I use a jobfile for SLURM in ~/pyiron/resources/queues/, which looks roughly like this:

#!/bin/bash
#SBATCH --output=time.out
#SBATCH --job-name={{job_name}}
#SBATCH --workdir={{working_directory}}
#SBATCH --get-user-env=L
#SBATCH --partition=cpu

module load some_python_module
export PYTHONPATH=path/to/lib:$PYTHONPATH

echo {{command}}

As you can see, I need to load a module to access the correct python version before calling "python -m pyiron.base.job.wrappercmd ..." and I also want to set the PYTHONPATH variable.

Setting the environment directly in the SLURM jobfile is of course working, but it seems very inconvenient, because I need a new jobfile under ~/pyiron/resources/queues/ whenever I want to run a calculation with a slightly different environment. Ideally, I would like to be able to adjust the environment directly in the Jupyter notebook. Something like an {{environment}} block in the above jobile, which can be configured via Jupyter, seems to a nice solution. As far as I can tell, this is impossible with the current version of pyiron and pysqa. Is there a similar solution available?

As an alternative, I could also imagine to store the above jobfile close to the Jupyter notebook. This would also ease the reproducibility for my colleagues. Is there an option to define a specific file to be used as a jinja2-template for the jobile?

I could achieve my intended setup by writing a temporary jobfile under ~/pyiron/resources/queues/ via Jupyter before running the pyiron job, but this feels like quite a hacky solution.

Thank you very much,

Florian


Solution

  • To explain the example in a bit more detail:

    I create a notebook named: reading.ipynb with the following content:

    import subprocess
    subprocess.check_output("echo ${My_SPECIAL_VAR}", shell=True)
    

    This reads the environment variable My_SPECIAL_VAR.
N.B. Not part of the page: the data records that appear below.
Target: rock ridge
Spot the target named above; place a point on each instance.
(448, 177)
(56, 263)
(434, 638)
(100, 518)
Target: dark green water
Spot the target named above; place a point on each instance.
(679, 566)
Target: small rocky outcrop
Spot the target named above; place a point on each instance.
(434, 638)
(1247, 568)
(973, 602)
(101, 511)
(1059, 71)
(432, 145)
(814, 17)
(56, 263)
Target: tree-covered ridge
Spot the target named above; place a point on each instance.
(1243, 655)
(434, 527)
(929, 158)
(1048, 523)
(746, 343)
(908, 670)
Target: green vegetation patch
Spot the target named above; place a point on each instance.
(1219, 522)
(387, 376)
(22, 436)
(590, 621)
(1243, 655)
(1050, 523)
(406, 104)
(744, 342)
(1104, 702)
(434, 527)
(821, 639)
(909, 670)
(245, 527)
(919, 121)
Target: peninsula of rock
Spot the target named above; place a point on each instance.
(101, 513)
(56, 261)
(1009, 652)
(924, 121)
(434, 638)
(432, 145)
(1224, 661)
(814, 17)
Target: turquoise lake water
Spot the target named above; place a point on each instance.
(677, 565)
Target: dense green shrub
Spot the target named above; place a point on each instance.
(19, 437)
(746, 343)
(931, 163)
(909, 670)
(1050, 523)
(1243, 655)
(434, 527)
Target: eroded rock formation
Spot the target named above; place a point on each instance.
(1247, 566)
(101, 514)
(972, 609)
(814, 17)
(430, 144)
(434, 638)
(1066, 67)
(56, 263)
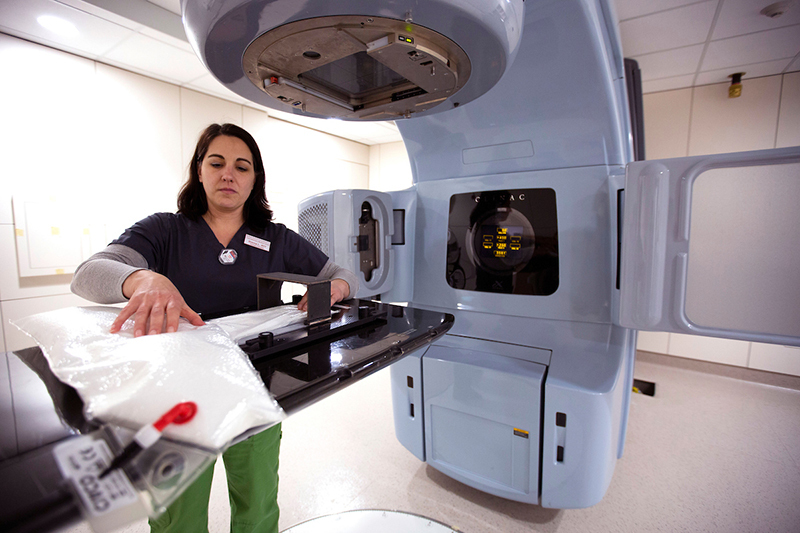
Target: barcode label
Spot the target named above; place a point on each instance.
(82, 460)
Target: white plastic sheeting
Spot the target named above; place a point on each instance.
(131, 381)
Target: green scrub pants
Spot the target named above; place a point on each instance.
(252, 469)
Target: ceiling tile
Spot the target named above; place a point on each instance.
(739, 17)
(753, 48)
(169, 5)
(667, 84)
(669, 29)
(162, 60)
(627, 9)
(95, 36)
(756, 70)
(210, 85)
(670, 63)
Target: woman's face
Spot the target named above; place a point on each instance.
(227, 174)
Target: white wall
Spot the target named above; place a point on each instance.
(703, 120)
(389, 167)
(118, 144)
(679, 123)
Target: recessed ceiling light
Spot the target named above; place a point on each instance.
(58, 25)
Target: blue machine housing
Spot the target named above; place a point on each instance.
(527, 396)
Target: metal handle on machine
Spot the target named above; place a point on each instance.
(319, 294)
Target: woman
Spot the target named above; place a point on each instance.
(205, 259)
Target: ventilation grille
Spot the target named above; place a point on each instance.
(313, 225)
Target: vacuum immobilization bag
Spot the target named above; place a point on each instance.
(131, 381)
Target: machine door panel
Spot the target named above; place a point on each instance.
(482, 420)
(711, 246)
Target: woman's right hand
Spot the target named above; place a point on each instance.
(152, 297)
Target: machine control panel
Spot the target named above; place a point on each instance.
(503, 241)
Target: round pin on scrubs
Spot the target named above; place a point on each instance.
(227, 256)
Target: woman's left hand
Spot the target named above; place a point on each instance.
(339, 291)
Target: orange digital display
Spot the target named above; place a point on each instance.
(501, 242)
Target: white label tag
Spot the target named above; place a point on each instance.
(82, 460)
(255, 242)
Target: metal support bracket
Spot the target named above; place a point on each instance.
(319, 294)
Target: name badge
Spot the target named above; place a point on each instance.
(255, 242)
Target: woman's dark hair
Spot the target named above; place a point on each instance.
(192, 201)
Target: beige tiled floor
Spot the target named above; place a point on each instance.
(707, 453)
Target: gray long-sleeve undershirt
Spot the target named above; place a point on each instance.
(100, 278)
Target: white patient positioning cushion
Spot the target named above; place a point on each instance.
(131, 381)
    I can now submit this job using a second jupyter notebook:

    import os
    os.environ["My_SPECIAL_VAR"] = "SoSpecial"
    from pyiron import Project
    pr = Project("envjob")
    job = pr.create_job(pr.job_type.ScriptJob, "script")
    job.script_path = "readenv.ipynb"
    job.server.queue = "cm"
    job.run()
    

    In this case I first set the environment variable and then submit a script job, the script job is able to read the corresponding environment variable as it is forwarded using the --get-user-env=L option. So you should be able to define the environment in the jupyter notebook which you use to submit the calculation.